Tentative title

Sustaining Software: Craftsmanship Versus Engineering When Maintaining Long-Lived Systems

Abstract:

This thesis explores the operationalization of software craftsmanship in large-scale, long-lived software systems. 

While the software craftsmanship movement promotes principles such as clean code, value-focused architecture, and shared professional culture, their practical adoption remains underexplored in complex industrial environments. 

Building upon a structured anatomy of software craftsmanship, this research examines how these ideals are applied, adapted, and occasionally compromised in real-world contexts. 

Through four studies set in industrial contexts—spanning cloud migration, collective code ownership, technical debt from code clones, and the hidden costs of backward compatibility—the thesis investigates the intersection of development practices, architectural decisions, and socio-technical factors. 

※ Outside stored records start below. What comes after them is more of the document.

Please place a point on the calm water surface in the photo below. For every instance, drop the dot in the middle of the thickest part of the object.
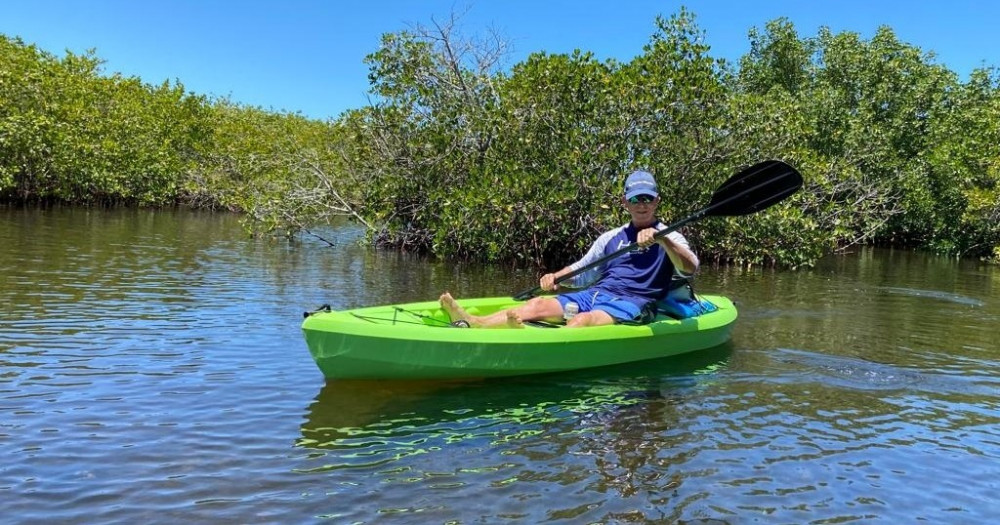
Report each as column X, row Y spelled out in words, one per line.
column 152, row 371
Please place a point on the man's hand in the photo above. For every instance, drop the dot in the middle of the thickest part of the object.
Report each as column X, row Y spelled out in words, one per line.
column 548, row 282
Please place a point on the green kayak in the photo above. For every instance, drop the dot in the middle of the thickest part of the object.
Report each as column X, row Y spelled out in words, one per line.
column 415, row 341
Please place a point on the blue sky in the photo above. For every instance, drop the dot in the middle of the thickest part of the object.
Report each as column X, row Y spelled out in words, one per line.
column 307, row 55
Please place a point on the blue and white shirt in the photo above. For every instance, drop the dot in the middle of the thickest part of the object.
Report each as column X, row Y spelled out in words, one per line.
column 638, row 276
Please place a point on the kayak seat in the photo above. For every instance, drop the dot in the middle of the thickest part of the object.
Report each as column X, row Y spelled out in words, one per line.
column 684, row 308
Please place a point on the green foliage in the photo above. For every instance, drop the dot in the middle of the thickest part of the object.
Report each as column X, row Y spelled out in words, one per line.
column 461, row 157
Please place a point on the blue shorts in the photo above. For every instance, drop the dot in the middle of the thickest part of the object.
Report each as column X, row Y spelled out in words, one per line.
column 621, row 310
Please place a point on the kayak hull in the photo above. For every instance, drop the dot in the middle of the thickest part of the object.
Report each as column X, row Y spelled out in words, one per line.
column 414, row 341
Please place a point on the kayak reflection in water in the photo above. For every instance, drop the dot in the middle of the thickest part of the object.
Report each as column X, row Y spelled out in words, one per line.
column 625, row 288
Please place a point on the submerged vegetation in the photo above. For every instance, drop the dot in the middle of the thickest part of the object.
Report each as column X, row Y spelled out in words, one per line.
column 461, row 157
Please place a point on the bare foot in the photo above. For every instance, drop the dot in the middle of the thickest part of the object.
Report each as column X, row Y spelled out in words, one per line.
column 455, row 312
column 514, row 320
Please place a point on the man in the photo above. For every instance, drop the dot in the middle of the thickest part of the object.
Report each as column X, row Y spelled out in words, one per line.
column 627, row 284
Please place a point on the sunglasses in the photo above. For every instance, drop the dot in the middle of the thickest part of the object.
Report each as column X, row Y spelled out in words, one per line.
column 642, row 198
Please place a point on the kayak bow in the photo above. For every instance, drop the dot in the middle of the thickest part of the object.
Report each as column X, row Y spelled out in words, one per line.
column 416, row 341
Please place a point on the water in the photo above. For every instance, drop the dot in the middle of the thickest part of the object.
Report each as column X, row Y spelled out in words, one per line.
column 152, row 370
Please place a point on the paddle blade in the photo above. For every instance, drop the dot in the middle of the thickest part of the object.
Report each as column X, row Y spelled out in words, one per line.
column 754, row 189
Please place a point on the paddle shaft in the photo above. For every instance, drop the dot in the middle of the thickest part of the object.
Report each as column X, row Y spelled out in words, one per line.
column 531, row 292
column 754, row 190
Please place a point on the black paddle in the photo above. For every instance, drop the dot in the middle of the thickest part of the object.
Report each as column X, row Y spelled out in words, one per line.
column 749, row 191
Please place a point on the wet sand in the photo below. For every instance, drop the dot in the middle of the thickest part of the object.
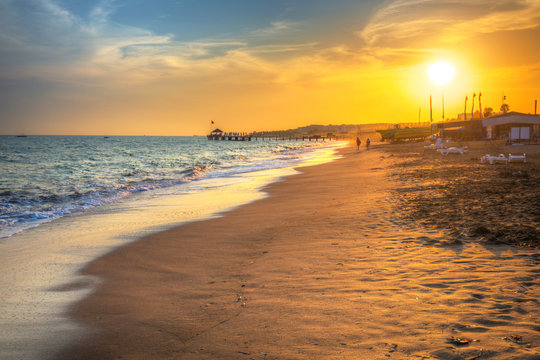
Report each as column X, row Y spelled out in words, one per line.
column 331, row 265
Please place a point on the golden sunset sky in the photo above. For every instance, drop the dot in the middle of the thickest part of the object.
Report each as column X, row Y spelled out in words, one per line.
column 169, row 67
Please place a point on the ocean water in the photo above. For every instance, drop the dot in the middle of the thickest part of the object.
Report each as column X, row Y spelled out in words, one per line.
column 66, row 200
column 43, row 178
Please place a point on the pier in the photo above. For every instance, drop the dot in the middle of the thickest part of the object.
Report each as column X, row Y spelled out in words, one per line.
column 219, row 135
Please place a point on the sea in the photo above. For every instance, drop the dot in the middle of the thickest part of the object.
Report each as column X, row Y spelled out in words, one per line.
column 66, row 200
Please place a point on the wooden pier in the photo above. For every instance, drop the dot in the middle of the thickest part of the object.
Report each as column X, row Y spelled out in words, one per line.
column 221, row 137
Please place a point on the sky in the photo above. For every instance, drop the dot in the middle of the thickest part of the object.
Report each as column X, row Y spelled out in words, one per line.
column 170, row 67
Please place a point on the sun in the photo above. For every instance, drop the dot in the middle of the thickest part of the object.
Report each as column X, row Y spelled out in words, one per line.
column 441, row 72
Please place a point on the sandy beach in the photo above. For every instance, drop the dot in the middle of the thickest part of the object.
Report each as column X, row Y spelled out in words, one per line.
column 386, row 253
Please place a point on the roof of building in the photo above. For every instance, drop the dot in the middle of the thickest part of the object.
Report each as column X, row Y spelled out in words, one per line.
column 511, row 118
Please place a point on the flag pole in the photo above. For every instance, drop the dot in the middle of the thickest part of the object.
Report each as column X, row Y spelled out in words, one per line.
column 430, row 116
column 443, row 108
column 480, row 103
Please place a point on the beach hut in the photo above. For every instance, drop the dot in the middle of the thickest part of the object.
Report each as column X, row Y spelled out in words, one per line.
column 215, row 134
column 513, row 126
column 462, row 130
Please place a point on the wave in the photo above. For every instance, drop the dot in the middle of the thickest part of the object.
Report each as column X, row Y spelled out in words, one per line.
column 24, row 208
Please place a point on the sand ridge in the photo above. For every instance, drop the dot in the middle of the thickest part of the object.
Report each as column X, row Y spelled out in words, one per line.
column 323, row 268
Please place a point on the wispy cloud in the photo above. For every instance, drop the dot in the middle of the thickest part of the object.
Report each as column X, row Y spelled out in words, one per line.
column 448, row 20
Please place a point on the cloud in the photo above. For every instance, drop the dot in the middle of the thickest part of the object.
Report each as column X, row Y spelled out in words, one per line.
column 447, row 20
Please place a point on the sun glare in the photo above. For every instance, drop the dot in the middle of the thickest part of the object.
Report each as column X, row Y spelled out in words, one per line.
column 441, row 72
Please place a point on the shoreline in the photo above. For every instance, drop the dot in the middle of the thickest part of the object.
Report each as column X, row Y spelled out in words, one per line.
column 320, row 268
column 42, row 264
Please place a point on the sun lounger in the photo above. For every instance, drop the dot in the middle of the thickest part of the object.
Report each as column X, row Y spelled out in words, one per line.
column 517, row 158
column 439, row 144
column 453, row 150
column 492, row 158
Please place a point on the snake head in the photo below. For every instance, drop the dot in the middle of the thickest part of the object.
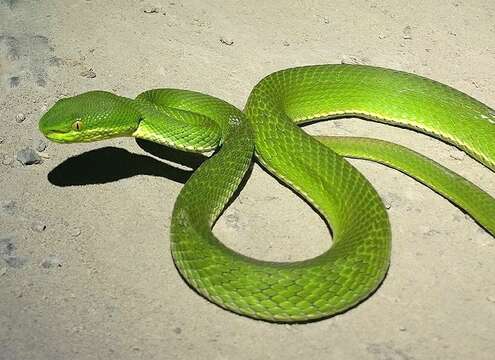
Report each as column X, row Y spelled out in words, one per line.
column 94, row 115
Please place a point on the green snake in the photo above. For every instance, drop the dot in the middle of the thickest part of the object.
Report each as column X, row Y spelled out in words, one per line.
column 359, row 257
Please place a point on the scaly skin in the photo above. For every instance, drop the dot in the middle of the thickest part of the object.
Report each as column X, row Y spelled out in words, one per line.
column 359, row 257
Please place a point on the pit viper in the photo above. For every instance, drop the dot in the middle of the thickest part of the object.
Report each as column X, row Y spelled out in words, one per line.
column 314, row 167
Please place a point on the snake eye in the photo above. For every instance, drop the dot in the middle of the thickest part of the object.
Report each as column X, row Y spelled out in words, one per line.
column 77, row 125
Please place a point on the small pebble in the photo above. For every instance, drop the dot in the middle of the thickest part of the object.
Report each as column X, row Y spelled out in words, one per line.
column 20, row 117
column 38, row 226
column 90, row 74
column 40, row 145
column 28, row 156
column 226, row 40
column 9, row 207
column 7, row 246
column 15, row 261
column 51, row 262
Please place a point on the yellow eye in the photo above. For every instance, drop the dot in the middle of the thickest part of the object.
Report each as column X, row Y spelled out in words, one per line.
column 77, row 125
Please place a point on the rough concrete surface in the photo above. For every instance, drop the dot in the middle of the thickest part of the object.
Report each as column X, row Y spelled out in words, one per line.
column 85, row 268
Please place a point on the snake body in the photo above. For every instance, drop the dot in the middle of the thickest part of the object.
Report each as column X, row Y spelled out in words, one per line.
column 358, row 259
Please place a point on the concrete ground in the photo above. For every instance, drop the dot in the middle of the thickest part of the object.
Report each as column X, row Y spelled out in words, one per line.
column 86, row 271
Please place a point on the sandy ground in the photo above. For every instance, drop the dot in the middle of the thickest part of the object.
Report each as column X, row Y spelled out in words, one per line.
column 86, row 270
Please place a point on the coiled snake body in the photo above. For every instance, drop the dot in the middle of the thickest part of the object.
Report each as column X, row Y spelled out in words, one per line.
column 359, row 257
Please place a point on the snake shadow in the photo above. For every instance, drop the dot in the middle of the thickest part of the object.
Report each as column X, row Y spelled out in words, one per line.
column 109, row 164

Using a mixed-methods approach that combines thematic analysis, repository mining, and statistical modeling, the findings reveal how invisible structures such as tooling support, organizational boundaries, and legacy design decisions shape the trajectory of software quality over time. 

The research contributes both a refined empirical understanding of software craftsmanship and actionable insights for practitioners seeking to sustain it amid evolving constraints. 

By bridging theory and practice, the work uncovers how craftsmanship values manifest in dynamic systems—and how they can be preserved or eroded through everyday development decisions.